Of course if the Pascal compiler emitted native TMS9900 code it would be comparable in speed to C that we see from GCC and potentially the compiler would run even faster on the TI-99.  The caveat is that the compiler program might be larger as native code, but with appropriate compiler optimizations it could be made to be comparable size.

 

Pascal normally compiles much much faster than C, comparable to Forth compilation speeds, because of C's more complicated grammar so I go back to the p-code interpreter as the most probable bottle-neck.



#277 apersson850 OFFLINE  

apersson850

    Moonsweeper

  • Topic Starter
  • 421 posts

Posted Sat Jul 1, 2017 7:30 AM

From what I've read, the p-system Pascal compiler isn't doing much in the way of optimizing for speed. If it does anything, it's for compact code. But that's more a question about generating code that "fits" the PME (P-Machine Emulator) than anything else.

 

As far as I remember, writing cnt := pred(cnt); generates faster (and more compact) code than writing cnt := cnt-1;

 

But that's not where the time is spent in the benchmarks. They mainly test the library sprite, a pre-compiled unit which has a lot of features, but obviously doesn't work very fast. Since you can create linked lists with sprite descriptions, lists where each element has a timeout and links to the next item when the time runs out, they offer more functionality than I've seen implemented for other languages. It could even be that they are written so that you can only update the sprites on each interrupt, but that I don't know. Pure speculation. The p-system does have its own sprite auto-motion code, which runs on each VDP interrupt.

 

Speaking about them, the p-system also handles concurrency and a keyboard buffer during the interrupts. That's a few more instructions to pass through each time. Does Forth scan they keyboard to check for a user break key while words are running?

 

As a general comment, the p-system is designed around the idea of fitting a complete Pascal compiler (equivalent to the capabilities found in Turbo Pasacal 4, which took a lot of inspiration from UCSD Pascal), and a run-time system which allows for dynamically reloacating of code and swapping of code segments from disk automatically during operation, inside the limits imposed by having only 48 K RAM, of which one third actually is video memory. Execution speed takes a hit there.

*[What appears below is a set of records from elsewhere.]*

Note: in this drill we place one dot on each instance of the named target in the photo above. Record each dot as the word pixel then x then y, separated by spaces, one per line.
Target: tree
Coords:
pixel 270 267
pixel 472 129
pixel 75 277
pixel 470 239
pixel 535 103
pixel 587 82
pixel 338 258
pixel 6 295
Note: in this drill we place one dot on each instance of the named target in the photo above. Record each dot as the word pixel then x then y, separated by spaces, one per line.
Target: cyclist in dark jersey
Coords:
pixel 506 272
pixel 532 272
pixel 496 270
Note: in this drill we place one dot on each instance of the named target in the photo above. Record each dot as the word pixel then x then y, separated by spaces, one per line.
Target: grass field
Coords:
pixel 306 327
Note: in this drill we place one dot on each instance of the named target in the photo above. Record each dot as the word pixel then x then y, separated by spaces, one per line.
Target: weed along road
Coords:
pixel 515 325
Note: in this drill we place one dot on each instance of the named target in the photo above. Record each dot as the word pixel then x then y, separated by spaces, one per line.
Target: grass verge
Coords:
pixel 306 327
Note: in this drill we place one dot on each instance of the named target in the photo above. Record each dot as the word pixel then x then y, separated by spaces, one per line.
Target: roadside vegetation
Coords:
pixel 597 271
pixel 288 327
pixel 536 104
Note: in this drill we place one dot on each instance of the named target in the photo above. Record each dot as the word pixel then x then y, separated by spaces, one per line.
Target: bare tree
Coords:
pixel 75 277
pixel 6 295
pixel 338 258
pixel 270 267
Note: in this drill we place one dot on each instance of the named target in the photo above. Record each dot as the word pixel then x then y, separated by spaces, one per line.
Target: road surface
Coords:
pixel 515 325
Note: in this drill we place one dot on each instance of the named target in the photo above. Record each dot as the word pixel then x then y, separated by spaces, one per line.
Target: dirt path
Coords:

Another big hub in the p-system design is portability. The compiler is the same program regardless of which system you run it on. If it generated native code, it would require substantial changes for each CPU. Thus portability would be lost.

 

Most p-systems do provide the NCG program, a Native Code Generator which can accept a critical program segment as input and translate that to machine language. The p-code which runs in-line assembly is supported, and the compiler on the TI does support generating in-line p-code directly, but then you have to know about it (it's not documented) and you have to handle how to get the assembly in there. I've found it easier to develop the programs in Pascal, when doable, but design them around calling procedure/functions most of the time, instead of large chunks of in-line code. Thus it's relatively easy to re-write critical things in assembly.


Edited by apersson850, Sat Jul 1, 2017 7:32 AM.


#278 TheBF OFFLINE  

TheBF

    Moonsweeper

  • 319 posts
  • Location:The Great White North

Posted Sat Jul 1, 2017 10:02 AM

Your are such an expert on this system. Thanks for all the insights!

 

Forth does almost nothing without explicit code so no, there are not breaks in the loops. :-)

 

But it can be done by re-defining the loop words like this:

\ example to add BREAK to Forth BEGIN/UNTIL loops
 
: ?BREAK   ( -- )  KEY? ABORT" HALTED BY USER" ;
 
: UNTIL    ( ? --) POSTPONE ?BREAK POSTPONE UNTIL ; IMMEDIATE
 
That's something that is difficult in conventional languages. :-)
 
However to your point this would slow the loops down to 1000 loops per second because of the infernal KSCAN.
 
So maybe this is why Pascal is operating slowly.  
Maybe  you should compare a different benchmark that unrolls a loop into many lines of sequential code and see if things speed up. ?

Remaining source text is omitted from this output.